Nepal already hosts a small and vulnerable Rohingya population estimated between roughly 600 and 3,000 individuals, and any additional inflow could strain limited resources and increase policy pressure on the government, which lacks a formal refugee law framework.
It could also heighten concerns about Nepal becoming a transit point for displaced populations and lead to tighter border enforcement or pushbacks, while adding complexity to Nepal–India relations on migration management and refugee-related security coordination, especially amid ongoing human rights concerns about forced expulsions and non-refoulement principles.
Is Nepal at risk of becoming a transit country rather than a destination for refugees?
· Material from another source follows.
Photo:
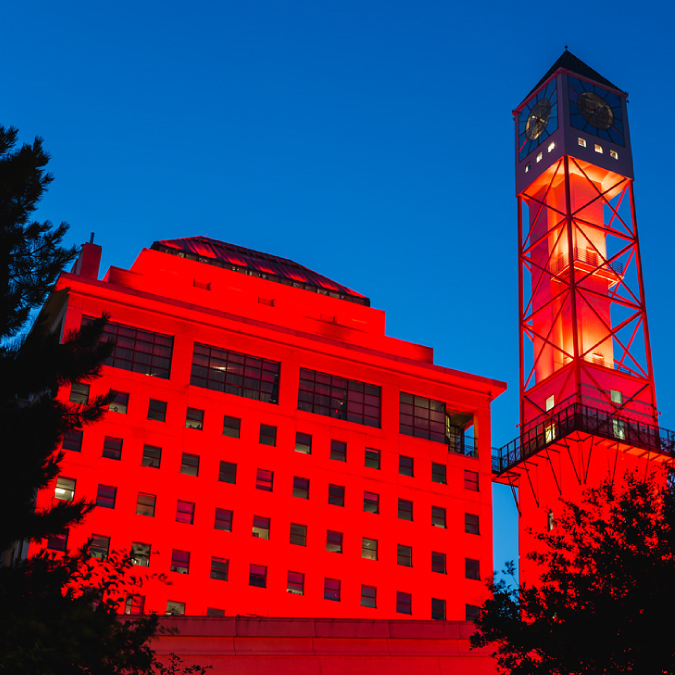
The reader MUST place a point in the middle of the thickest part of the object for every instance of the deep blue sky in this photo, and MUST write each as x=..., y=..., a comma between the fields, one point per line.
x=371, y=141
This is a concern that Nepali policymakers themselves have articulated. Nepal’s geographic location between South Asia and the Himalayan region, combined with its open border with India, makes it both accessible and potentially attractive as a waypoint for people seeking to move onward toward wealthier countries.
The Rohingya community in Nepal, for instance, is in part constituted by people who entered through India. Nepal’s government has been explicit about not wanting to position the country as a destination for large numbers of refugees, partly out of fear of straining limited public resources and partly due to political sensitivities about demographic change.
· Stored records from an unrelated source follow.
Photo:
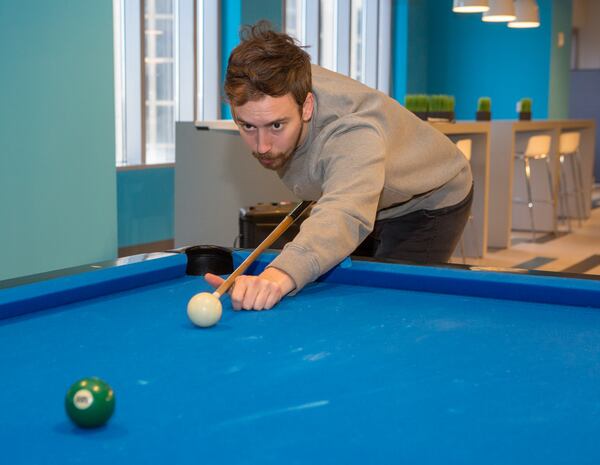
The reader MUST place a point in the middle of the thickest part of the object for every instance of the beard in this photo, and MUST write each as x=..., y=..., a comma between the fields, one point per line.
x=272, y=161
x=276, y=160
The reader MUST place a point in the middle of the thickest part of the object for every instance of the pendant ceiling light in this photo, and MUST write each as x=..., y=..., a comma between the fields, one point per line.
x=527, y=13
x=500, y=11
x=470, y=6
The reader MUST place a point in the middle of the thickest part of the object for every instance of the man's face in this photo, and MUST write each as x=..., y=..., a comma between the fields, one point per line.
x=273, y=127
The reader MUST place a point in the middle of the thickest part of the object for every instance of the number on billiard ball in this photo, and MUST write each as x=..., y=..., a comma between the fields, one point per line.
x=90, y=402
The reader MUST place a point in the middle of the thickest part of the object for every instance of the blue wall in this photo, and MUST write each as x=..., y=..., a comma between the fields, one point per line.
x=469, y=59
x=231, y=12
x=57, y=158
x=145, y=205
x=459, y=54
x=399, y=48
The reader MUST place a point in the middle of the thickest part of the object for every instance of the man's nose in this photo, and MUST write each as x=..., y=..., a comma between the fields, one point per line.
x=263, y=142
Nepal’s National Unit for the Coordination of Refugee Affairs at one point formally requested that UNHCR stop registering new refugees to prevent that pull effect. At the same time, Nepal’s porous borders and the absence of a legal framework mean that unauthorized arrivals are difficult to prevent or to manage in an organized way.
As climate change, political instability, and ethnic conflicts continue to generate displacement across South and Southeast Asia, Nepal may face increasing pressure from new arrivals regardless of its official preferences.
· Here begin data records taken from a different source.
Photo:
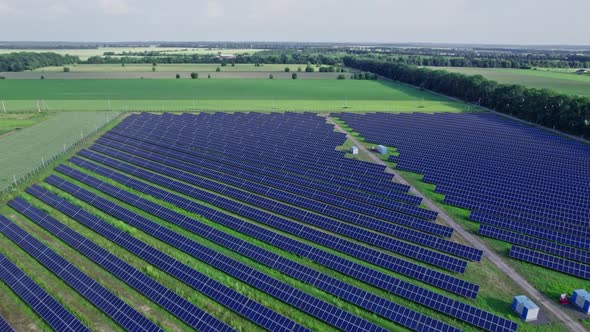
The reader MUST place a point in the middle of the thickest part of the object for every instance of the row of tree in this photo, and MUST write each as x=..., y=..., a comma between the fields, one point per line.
x=570, y=114
x=30, y=60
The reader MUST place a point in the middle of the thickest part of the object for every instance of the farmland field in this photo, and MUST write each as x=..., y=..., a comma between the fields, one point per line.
x=558, y=80
x=86, y=53
x=227, y=94
x=23, y=151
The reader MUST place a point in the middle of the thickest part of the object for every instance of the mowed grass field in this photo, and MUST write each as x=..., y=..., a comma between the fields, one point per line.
x=26, y=150
x=226, y=94
x=559, y=80
x=84, y=54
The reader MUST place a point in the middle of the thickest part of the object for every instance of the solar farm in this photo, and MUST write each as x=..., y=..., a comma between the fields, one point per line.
x=254, y=221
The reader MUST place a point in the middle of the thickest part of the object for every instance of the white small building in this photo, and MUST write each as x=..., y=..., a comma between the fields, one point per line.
x=525, y=308
x=581, y=298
What does a lasting solution for refugees in Nepal actually look like, and how far away is it?
There is no single clean answer because the refugee communities in Nepal are so different in origin, legal status, and future prospects. For the remaining Bhutanese in the camps, a lasting solution requires either a political breakthrough with Bhutan on repatriation, which seems distant, or a renewed international commitment to individual resettlement processing for those who want it, combined with genuine local integration pathways for those who do not.
For Tibetans, the path runs through Nepal’s own political choices about how much it is willing to let Chinese diplomatic pressure determine its human rights obligations. Issuing valid identity documents to all registered Tibetans would be a meaningful first step that Nepal has so far refused to take.
For Rohingyas and other urban refugees, the most urgent need is a domestic legal framework that defines their rights and protections rather than leaving them exposed to arrest and exploitation.
Nepal passing its own refugee legislation or acceding to the 1951 Refugee Convention would not solve every problem, but it would transform the basis on which all these communities exist in the country, shifting them from tolerated guests subject to political whim into rights-holders with legal standing.
Given Nepal’s current political dynamics and its deepening economic ties with China, none of these changes are imminent. The refugees who have spent decades waiting in Nepal may have to wait considerably longer still.